El Gabinete neerlandés ha presentado un paquete de medidas para reactivar el proceso de concesión de permisos ambientales, bloqueado durante años por conflictos regulatorios sobre emisiones de nitrógeno. El plan, dotado con 20.000 millones de euros, introduce estándares de emisión a nivel de explotación, inversiones en restauración de naturaleza e incentivos para la agricultura extensiva, con el objetivo de romper el estancamiento regulatorio que paralizaba la construcción y el sector agrario.

Estándares de nitrógeno vinculantes hasta 2035
El gobierno fija límites de emisiones que los propios agricultores deberán gestionar utilizando mejores técnicas disponibles. Para la producción lechera, el estándar se establece en 0,164 kilogramos de amoníaco por derecho de fosfato para 2035. Para avicultura, ganadería porcina y terneros, la implementación comienza a principios de 2027. Los estándares se basan en lo que los productores pueden lograr de forma realista mediante ajustes en establos o alimentación. Quienes hayan realizado avances significativos en años anteriores verán reflejados esos esfuerzos en las normas fijadas.
El resto de la reducción de emisiones se abordará mediante reducción de aplicación de estiércol, extensificación de producción, venta voluntaria de animales y limitación de derechos ganaderos en transferencias. Se destinarán 2.000 millones de euros a modificaciones en establos y piensos. Además, el Consejo de Ministros introduce una norma territorial de 2,6 unidades ganaderas por hectárea para garantizar la sostenibilidad del sector lácteo a largo plazo, mediante acuerdos de cooperación con agricultores de cultivos extensivos.

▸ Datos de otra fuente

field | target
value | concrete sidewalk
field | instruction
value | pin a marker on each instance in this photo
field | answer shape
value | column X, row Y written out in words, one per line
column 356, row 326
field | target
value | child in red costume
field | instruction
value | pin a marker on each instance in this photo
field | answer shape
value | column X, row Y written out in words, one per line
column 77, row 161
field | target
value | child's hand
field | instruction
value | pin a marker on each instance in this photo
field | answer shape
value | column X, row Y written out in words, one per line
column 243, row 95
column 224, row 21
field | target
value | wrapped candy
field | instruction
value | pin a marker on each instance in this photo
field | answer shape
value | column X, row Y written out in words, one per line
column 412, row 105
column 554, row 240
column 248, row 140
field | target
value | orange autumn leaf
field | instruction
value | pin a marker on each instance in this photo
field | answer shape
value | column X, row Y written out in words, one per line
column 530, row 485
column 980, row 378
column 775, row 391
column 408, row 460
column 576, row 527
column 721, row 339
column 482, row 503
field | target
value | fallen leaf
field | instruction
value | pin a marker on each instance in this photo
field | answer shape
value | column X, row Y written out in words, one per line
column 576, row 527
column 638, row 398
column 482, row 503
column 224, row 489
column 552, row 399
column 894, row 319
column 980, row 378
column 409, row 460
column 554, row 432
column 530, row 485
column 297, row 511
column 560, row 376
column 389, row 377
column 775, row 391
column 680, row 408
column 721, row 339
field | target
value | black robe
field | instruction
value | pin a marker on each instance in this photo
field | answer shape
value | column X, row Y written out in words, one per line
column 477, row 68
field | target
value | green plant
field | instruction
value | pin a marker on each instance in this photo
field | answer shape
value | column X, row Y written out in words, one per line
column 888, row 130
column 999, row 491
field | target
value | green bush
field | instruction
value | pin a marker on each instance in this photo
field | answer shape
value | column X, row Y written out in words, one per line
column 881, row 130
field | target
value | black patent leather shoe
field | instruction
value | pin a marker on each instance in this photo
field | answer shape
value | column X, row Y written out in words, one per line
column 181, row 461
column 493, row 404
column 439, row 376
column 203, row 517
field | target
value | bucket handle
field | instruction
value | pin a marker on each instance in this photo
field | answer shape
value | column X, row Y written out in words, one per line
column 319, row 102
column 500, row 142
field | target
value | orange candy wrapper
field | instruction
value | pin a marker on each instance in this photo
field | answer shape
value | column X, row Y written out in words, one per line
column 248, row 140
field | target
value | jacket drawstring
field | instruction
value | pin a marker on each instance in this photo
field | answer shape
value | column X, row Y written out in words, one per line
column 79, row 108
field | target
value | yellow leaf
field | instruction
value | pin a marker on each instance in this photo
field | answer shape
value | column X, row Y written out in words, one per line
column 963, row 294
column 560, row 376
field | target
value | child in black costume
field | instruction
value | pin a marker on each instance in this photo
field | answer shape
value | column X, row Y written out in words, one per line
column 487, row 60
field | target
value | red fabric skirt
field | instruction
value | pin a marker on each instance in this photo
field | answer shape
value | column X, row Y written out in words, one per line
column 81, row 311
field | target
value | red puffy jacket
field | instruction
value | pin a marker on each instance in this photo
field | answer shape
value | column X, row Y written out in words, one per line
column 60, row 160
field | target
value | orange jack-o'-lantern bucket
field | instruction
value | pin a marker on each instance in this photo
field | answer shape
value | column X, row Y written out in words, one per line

Se establecerán zonas de protección de 500 a 1.000 metros alrededor de aproximadamente 100 áreas naturales sensibles al nitrógeno, con medidas adicionales en las principales empresas contaminantes de esas áreas. El gobierno destina 9.000 millones de euros a un paquete de apoyo para agricultores que incluye revaluación de tierras, planes de extensificación y ayudas para la transición a agricultura ecológica. Se invierte también en restauración y gestión de naturaleza con 2.200 millones de euros, de los que 100 millones se aplicarán ya en 2026 para proyectos concretos.
Industria y movilidad deberán reducir emisiones de nitrógeno un 50 % para 2035. El gobierno destina 250 millones de euros a medidas específicas contra el nitrógeno en estos sectores, incluyendo zonificación industrial, construcción más sostenible y ampliación del régimen de limitación de emisiones de amoníaco. El Gabinete también acuerda con supermercados y procesadores el incremento estructural de demanda de alimentos ecológicos, con obligaciones legales si no se alcanzan compromisos antes del 1 de abril de 2027.
El Gabinete enviará la propuesta legislativa sobre nuevos objetivos de nitrógeno a la Cámara de Representantes en octubre. Se introduce un límite inferior actuarial para actividades con deposición de nitrógeno muy limitada, que dejarán de requerir permiso, facilitando proyectos en construcción de viviendas, transición energética e infraestructura.